Zhirnov met late August 17 with the Taliban in Kabul, hailing on state television a "positive and constructive" meeting.

Protecting Kremlin interests in Central Asia

The aim of these talks, say analysts, is to prevent the conflict from spilling into neighbouring Central Asian countries, where Russia maintains military bases.

"If we want there to be peace in Central Asia, we need to talk to the Taliban," said Nikolai Bordyuzha, former secretary general of the Moscow-led Collective Security Treaty Organisation (CSTO).

The Taliban have moved to reassure their northern neighbours that they have no designs on them, despite several Central Asian countries having offered logistical support to NATO forces.

The Taliban gave Moscow assurances too, suggested Zhirnov.

Russia wants Afghanistan to have peaceful relations with "all the countries in the world" and "the Taliban had already promised us" this, he said.

But the Kremlin Thursday shied away from officially recognising a Taliban government in Afghanistan, saying it will monitor the group's conduct before making that decision.

As the Taliban advanced through Afghanistan this summer, Russia staged war games with allies Uzbekistan and Tajikistan and postured as the protector of Central Asia -- its history of funding and arming the Taliban notwithstanding.

Moscow now will look to strengthen its military presence in the region, said Central Asia scholar Arkady Dubnov.
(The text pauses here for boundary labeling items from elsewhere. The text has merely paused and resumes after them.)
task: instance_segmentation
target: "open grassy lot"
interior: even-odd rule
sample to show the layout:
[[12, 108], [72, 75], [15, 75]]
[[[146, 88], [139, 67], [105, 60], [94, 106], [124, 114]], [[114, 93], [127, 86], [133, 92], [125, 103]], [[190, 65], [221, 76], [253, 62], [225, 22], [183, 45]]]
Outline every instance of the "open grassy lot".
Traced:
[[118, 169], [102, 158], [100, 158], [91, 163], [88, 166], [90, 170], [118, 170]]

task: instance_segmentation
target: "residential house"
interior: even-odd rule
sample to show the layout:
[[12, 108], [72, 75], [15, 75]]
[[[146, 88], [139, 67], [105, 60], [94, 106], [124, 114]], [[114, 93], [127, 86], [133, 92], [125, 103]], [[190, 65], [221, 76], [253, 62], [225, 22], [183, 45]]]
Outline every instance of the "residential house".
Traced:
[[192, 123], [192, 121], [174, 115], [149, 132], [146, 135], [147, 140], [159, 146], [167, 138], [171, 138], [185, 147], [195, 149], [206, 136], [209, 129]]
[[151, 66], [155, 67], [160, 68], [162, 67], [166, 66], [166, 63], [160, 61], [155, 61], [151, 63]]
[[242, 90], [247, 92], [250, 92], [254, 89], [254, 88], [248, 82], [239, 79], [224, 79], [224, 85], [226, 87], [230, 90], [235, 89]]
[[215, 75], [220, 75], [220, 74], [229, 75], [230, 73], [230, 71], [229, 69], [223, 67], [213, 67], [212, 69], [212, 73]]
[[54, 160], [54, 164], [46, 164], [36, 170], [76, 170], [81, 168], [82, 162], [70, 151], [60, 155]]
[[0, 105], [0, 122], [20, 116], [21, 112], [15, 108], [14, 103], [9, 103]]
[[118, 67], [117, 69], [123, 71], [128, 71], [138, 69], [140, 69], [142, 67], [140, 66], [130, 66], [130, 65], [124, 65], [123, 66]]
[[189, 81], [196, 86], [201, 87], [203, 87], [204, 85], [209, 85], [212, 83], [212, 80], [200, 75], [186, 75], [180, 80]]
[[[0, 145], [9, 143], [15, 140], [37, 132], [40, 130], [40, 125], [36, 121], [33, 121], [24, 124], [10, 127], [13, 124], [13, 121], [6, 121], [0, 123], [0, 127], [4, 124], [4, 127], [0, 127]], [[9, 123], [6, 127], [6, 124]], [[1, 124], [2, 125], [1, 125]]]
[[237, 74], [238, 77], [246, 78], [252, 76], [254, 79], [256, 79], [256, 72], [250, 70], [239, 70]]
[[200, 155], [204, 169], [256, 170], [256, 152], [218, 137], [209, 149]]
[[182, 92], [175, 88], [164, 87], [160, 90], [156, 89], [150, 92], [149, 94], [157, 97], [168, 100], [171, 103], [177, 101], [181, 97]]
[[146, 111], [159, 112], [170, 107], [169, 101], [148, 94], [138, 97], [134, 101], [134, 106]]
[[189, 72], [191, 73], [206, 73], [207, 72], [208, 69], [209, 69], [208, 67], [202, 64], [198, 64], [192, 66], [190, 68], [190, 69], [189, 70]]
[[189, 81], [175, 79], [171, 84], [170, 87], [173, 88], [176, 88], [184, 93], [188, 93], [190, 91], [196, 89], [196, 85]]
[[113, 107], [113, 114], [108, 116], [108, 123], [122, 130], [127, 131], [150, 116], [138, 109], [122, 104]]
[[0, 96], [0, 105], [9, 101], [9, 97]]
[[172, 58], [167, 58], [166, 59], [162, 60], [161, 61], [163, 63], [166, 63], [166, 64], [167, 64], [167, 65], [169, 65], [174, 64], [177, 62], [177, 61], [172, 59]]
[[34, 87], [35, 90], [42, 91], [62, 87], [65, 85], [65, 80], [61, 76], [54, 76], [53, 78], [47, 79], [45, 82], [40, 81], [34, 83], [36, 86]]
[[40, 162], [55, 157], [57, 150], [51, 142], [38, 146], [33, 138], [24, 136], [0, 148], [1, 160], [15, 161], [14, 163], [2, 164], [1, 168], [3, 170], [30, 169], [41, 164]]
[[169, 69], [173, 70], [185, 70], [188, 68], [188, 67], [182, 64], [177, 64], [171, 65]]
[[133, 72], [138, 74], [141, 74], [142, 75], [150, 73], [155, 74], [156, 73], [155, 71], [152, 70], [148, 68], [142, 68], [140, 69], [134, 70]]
"To different extents, these countries will be obliged to accept Moscow's help, but none will want to exchange their sovereignty for their security," he said.

Afghanistan's three Central Asian neighbours -- Uzbekistan, Tajikistan and Turkmenistan -- have different approaches to the conflict, he emphasised.

Uzbekistan and Turkmenistan held high-level talks with the Taliban and are likely to recognise Taliban rule, while Tajikistan has not engaged with the militants.

'Friendly and co-operative' allies

Russia's dialogue with the Taliban is the fruit of several years of courting.

Kremlin spokesman Dmitry Peskov in July described the Taliban as a "powerful force". At that time, Foreign Minister Sergey Lavrov blamed the Afghan government for faltering progress in talks.

"It is not for nothing that we have been establishing contacts with the Taliban movement for the last seven years," the Kremlin's special envoy to Afghanistan, Zamir Kabulov, told the Ekho Moskvy radio station August 16.

The relationship raises many eyebrows, given the Soviet-Afghan war that both sides seem eager to forget.

But Russia assumes that the Taliban have changed since the 1990s, when they gave shelter to al-Qaeda, said Alexander Baunov of the Carnegie Moscow Centre.

"Moscow does not see this version of the mujahideen as its enemy," he told AFP.

Beijing was also quick to reach out to the Taliban in congratulation as uncertainty reigned in Kabul.

China is ready to deepen "friendly and co-operative" relations with the Taliban, a government spokeswoman said August 16.

"The Taliban have repeatedly expressed their hope to develop good relations with China, and that they look forward to China's participation in the reconstruction and development of Afghanistan," Foreign Ministry spokeswoman Hua Chunying told reporters.

Beijing's acceptance of the Taliban also has strategic implications.

A co-operative administration in Kabul would pave the way for an expansion of China's Belt and Road Initiative (BRI) into Afghanistan and through the Central Asian republics, analysts say.

Among other goals, the BRI is meant to facilitate the extraction and shipping of poorer countries' natural resources for Chinese benefit.

The Taliban meanwhile may consider China a crucial source of investment and economic support, either directly or via Pakistan, a close Beijing ally.

In this alliance of convenience, the Taliban seem willing to overlook China's repression of millions of Muslims in Xinjiang, while Beijing is saying little of the Taliban's militant ideology and violent campaign to overthrow the Afghan government.